A B (JIRA) Tue, 13 Mar 2007 13:00:40 -0800

    [ 
https://issues.apache.org/jira/browse/DERBY-47?page=com.atlassian.jira.plugin.system.issuetabpanels:comment-tabpanel#action_12480546
 ]


A B commented on DERBY-47:
--------------------------

> 1) In one of the comments, you said:
> 
>    We intentionally use a parameter node instead of a constant node 
>    because the IN-list has more than one value 
> 
>    It's not *always* true that the IN-list has more than one value, right?
>    That is, it would be legal, if not very useful, to write
> 
>    SELECT * FROM t WHERE c IN (1)

Yes, an IN-list can only have a single value.  However, if such an IN-list 
occurs we will convert it into an equality predicate as part of the first "if" 
branch in the preprocess() method:

    /* Check for the degenerate case of a single element in the IN list.
     * If found, then convert to "=".
     */
    if (rightOperandList.size() == 1)
    ...

Thus we won't ever get to the code referenced above.  But you're right, it 
might be good to add an explanatory comment to explain this.

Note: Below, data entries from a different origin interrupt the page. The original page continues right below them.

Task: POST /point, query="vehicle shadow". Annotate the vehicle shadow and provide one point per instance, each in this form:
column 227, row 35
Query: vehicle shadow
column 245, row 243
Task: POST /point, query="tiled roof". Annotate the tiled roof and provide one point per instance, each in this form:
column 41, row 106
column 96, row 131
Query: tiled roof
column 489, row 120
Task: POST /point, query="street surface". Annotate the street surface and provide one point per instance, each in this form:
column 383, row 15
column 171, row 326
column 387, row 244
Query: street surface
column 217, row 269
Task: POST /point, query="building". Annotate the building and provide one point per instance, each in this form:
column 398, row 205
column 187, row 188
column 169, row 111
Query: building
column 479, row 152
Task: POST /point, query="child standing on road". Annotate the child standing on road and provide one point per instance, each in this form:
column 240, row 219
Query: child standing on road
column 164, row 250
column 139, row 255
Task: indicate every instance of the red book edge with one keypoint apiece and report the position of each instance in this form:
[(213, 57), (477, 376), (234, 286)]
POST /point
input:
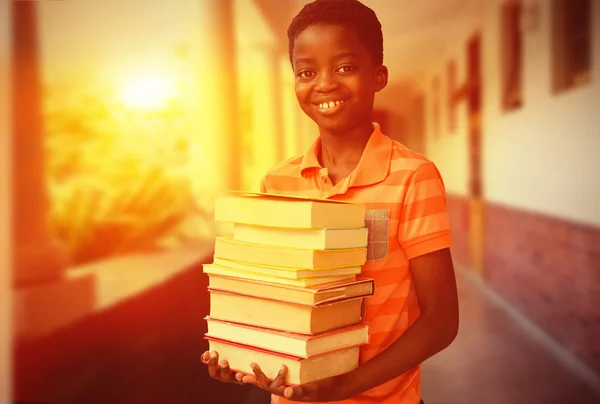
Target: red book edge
[(305, 337), (273, 352), (327, 303), (314, 289)]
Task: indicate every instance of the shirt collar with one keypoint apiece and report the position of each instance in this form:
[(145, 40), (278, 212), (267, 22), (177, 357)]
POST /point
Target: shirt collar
[(374, 163)]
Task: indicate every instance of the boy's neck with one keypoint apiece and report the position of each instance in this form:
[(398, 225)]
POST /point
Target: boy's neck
[(344, 149)]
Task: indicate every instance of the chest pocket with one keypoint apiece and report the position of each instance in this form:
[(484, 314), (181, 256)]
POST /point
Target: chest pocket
[(378, 223)]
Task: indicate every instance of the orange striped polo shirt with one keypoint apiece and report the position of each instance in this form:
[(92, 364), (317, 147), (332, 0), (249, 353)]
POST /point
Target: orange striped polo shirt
[(406, 215)]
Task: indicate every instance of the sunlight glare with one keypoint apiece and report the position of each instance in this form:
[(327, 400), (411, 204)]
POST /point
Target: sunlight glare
[(148, 92)]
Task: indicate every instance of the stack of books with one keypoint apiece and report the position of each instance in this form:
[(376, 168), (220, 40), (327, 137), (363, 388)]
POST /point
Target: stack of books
[(284, 287)]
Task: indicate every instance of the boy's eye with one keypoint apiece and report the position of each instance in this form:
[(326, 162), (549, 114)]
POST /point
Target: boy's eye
[(346, 69), (305, 74)]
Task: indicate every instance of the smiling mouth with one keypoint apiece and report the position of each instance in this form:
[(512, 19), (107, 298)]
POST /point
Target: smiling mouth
[(329, 107)]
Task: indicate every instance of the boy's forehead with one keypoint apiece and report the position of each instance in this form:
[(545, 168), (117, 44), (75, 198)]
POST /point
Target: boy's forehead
[(327, 40)]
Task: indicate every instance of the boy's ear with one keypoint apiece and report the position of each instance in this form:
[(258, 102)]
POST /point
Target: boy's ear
[(381, 78)]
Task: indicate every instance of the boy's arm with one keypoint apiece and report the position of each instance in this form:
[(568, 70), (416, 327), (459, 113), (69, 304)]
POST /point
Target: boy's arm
[(434, 330), (424, 233)]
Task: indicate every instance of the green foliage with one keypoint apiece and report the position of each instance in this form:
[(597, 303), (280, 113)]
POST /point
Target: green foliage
[(118, 179)]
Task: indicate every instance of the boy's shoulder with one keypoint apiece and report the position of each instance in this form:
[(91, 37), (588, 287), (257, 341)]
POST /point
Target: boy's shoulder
[(287, 168), (402, 158), (410, 159)]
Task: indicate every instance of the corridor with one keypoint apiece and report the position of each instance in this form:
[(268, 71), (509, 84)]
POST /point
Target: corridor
[(498, 359)]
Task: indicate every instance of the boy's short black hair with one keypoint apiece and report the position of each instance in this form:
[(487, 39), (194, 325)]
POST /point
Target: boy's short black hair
[(347, 13)]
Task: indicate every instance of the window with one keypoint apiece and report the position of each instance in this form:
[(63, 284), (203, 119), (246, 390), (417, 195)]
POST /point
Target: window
[(571, 27), (512, 52)]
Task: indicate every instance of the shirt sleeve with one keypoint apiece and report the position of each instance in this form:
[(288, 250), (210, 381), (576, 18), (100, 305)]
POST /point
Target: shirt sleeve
[(424, 224)]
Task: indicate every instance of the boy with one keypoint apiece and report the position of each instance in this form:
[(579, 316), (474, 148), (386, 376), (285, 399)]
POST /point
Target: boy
[(336, 52)]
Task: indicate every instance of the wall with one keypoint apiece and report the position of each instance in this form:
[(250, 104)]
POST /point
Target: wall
[(542, 156), (542, 201), (5, 213)]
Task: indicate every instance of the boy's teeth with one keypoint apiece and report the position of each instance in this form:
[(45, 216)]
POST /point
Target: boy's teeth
[(330, 104)]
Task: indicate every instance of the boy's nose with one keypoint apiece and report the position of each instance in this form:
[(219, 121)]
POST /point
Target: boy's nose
[(325, 83)]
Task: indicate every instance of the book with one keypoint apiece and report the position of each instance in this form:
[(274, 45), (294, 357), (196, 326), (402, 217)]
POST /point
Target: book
[(290, 212), (286, 272), (284, 316), (234, 274), (303, 346), (313, 295), (318, 239), (300, 370), (227, 248)]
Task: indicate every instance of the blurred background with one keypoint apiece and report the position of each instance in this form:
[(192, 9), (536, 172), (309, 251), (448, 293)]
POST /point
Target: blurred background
[(120, 120)]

> 2) Do you have any test cases of the form
> 
>    WHERE c IN (SELECT c_prime from t_prime)
> 
>    That is, where the IN-list is neither a list of literal constants, nor a
>    list of parameter markers, but is instead a subquery whose values will
>    be used as the list.

A few test cases for this kind of query already exist in lang/inbetween.sql and 
also in lang/subquery.sql.  So I did not add any new test cases with my 
changes.  Is there anything in particular you think could be problematic here?

>    Does such a query generate and use the new style Multi-Probe processing?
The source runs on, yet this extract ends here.